Heather, I'm pretty sure I'm both kinds of people you describe in this piece. I'm the kind person that once you know me, can be an irritant, a piece of grit you need to take you shoe off for and dump. And, I'm the kind of person who's prickly and says pointy things, but you keep as a friend because I can bring peace and calm to difficult things. I'm also pretty sure we all are like this. The best I've found to do is, be honest about it, and keep showing up. I don't care how good you think you are, you don't get a free pass, some exceptions for children.
This was so good it made me cry.
This is the most succinct description of this I have ever read. I’m this could save lives, I don’t think I’m exaggerating.
I’ve been sitting here for days trying to figure out how to navigate a friendship group I have been struggling with for years because of how bad it most often makes me feel. Currently, I’m in the doghouse because I expressed that something they did hurt me. And I’ve been wavering between “is it my inability to form healthy relationships, my insecurities, or their toxicity/issues that has brought us here?” I haven’t slept for days over it. Then I open my email and see this post. And what I do know is that I feel overwhelmingly bad in this relationship. What I do know is that I feel like I have given up pieces of myself, my thoughts, and my feelings to create comfort for everyone but myself. I want to take up space. I want to flail. I want to feel heard. And I want to do all those things while still being loved, and I cannot do that in this relationship. I want more, regardless of who is wrong or why or what - quite simply, I want more.

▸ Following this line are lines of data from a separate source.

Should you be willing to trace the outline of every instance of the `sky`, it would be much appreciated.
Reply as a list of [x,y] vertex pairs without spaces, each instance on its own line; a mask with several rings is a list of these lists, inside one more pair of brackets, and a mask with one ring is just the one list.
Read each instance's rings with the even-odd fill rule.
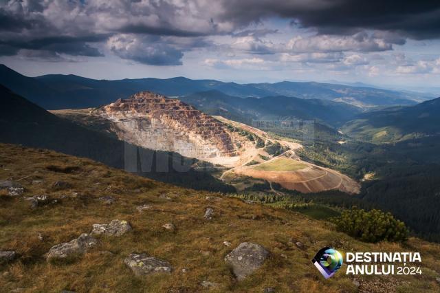
[[30,76],[440,89],[440,1],[0,0],[0,63]]

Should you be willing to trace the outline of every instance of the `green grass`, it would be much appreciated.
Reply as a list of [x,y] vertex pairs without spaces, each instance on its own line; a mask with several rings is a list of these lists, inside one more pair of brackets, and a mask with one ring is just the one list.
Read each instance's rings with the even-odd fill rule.
[[[331,223],[287,208],[249,204],[221,193],[156,182],[54,151],[0,144],[0,179],[20,180],[25,188],[23,196],[45,194],[51,200],[58,199],[32,209],[22,197],[11,197],[0,191],[0,250],[13,250],[19,255],[11,263],[0,264],[1,292],[18,288],[25,292],[204,292],[202,281],[218,283],[220,287],[211,290],[217,292],[261,292],[267,287],[280,292],[355,292],[345,268],[325,280],[311,265],[313,255],[326,246],[342,253],[408,251],[410,248],[423,256],[421,277],[360,276],[362,287],[370,287],[368,282],[374,282],[375,286],[394,282],[392,289],[395,292],[440,290],[435,281],[440,272],[437,257],[440,246],[417,238],[410,238],[405,244],[366,243],[336,231]],[[43,184],[32,184],[33,180]],[[53,183],[58,180],[72,187],[53,188]],[[170,199],[160,197],[163,193]],[[116,202],[104,204],[98,199],[104,195],[113,197]],[[207,200],[206,196],[220,199]],[[153,208],[138,213],[136,206],[144,204]],[[214,211],[210,221],[203,217],[208,206]],[[300,211],[311,217],[329,215],[330,211],[320,208]],[[133,230],[120,237],[98,237],[96,247],[68,263],[50,263],[45,259],[44,254],[52,246],[90,232],[94,224],[113,219],[128,221]],[[165,223],[174,224],[176,230],[163,229]],[[223,245],[225,241],[231,242],[231,247]],[[237,281],[223,259],[244,241],[263,246],[271,255],[254,274]],[[304,246],[296,247],[295,241]],[[137,277],[123,263],[133,252],[166,260],[174,270],[170,274]],[[399,285],[396,281],[404,283]]]
[[307,166],[306,164],[288,158],[279,158],[252,168],[255,170],[267,171],[295,171],[303,169]]

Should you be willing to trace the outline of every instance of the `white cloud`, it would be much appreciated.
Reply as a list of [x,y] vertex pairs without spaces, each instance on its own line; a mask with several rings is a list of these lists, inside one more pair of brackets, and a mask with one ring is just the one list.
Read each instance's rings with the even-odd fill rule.
[[290,54],[283,53],[281,54],[280,61],[282,62],[301,62],[309,63],[327,63],[339,62],[344,58],[344,54],[341,52],[331,53],[301,53]]
[[358,54],[353,54],[346,56],[342,61],[342,63],[348,66],[358,66],[367,65],[368,61]]
[[393,45],[382,39],[375,39],[366,33],[353,36],[316,35],[292,39],[287,50],[296,53],[310,52],[380,52],[393,50]]

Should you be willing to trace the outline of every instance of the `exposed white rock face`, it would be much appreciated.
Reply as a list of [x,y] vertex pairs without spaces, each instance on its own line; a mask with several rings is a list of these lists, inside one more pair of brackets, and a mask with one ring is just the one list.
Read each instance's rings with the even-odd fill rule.
[[260,268],[269,254],[259,244],[243,242],[225,257],[225,261],[232,265],[236,279],[241,281]]
[[224,124],[179,100],[148,91],[104,106],[118,138],[144,148],[206,159],[236,155]]
[[126,221],[114,219],[109,224],[94,224],[91,234],[121,236],[131,230],[131,226]]
[[160,272],[169,274],[173,271],[173,267],[168,261],[156,259],[145,253],[132,253],[124,259],[124,263],[136,276]]
[[72,255],[82,254],[89,248],[97,244],[97,240],[87,234],[81,234],[79,237],[70,242],[65,242],[52,246],[47,252],[47,260],[65,259]]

Thank you for giving me the words to see that.
“So you stop asking for things. You demand more and more from yourself. You bend until you’re exhausted. And often, you feel less and less love for them, or more and more sick about the state of your life, but you tell yourself that this is yet another embodiment of how much work you have to do on yourself, in order to become more lovable.”
I try not to do this and yet every time, here I am again, trapped in a loop I can’t see a way out of.
Thank you Polly, this means so much to me.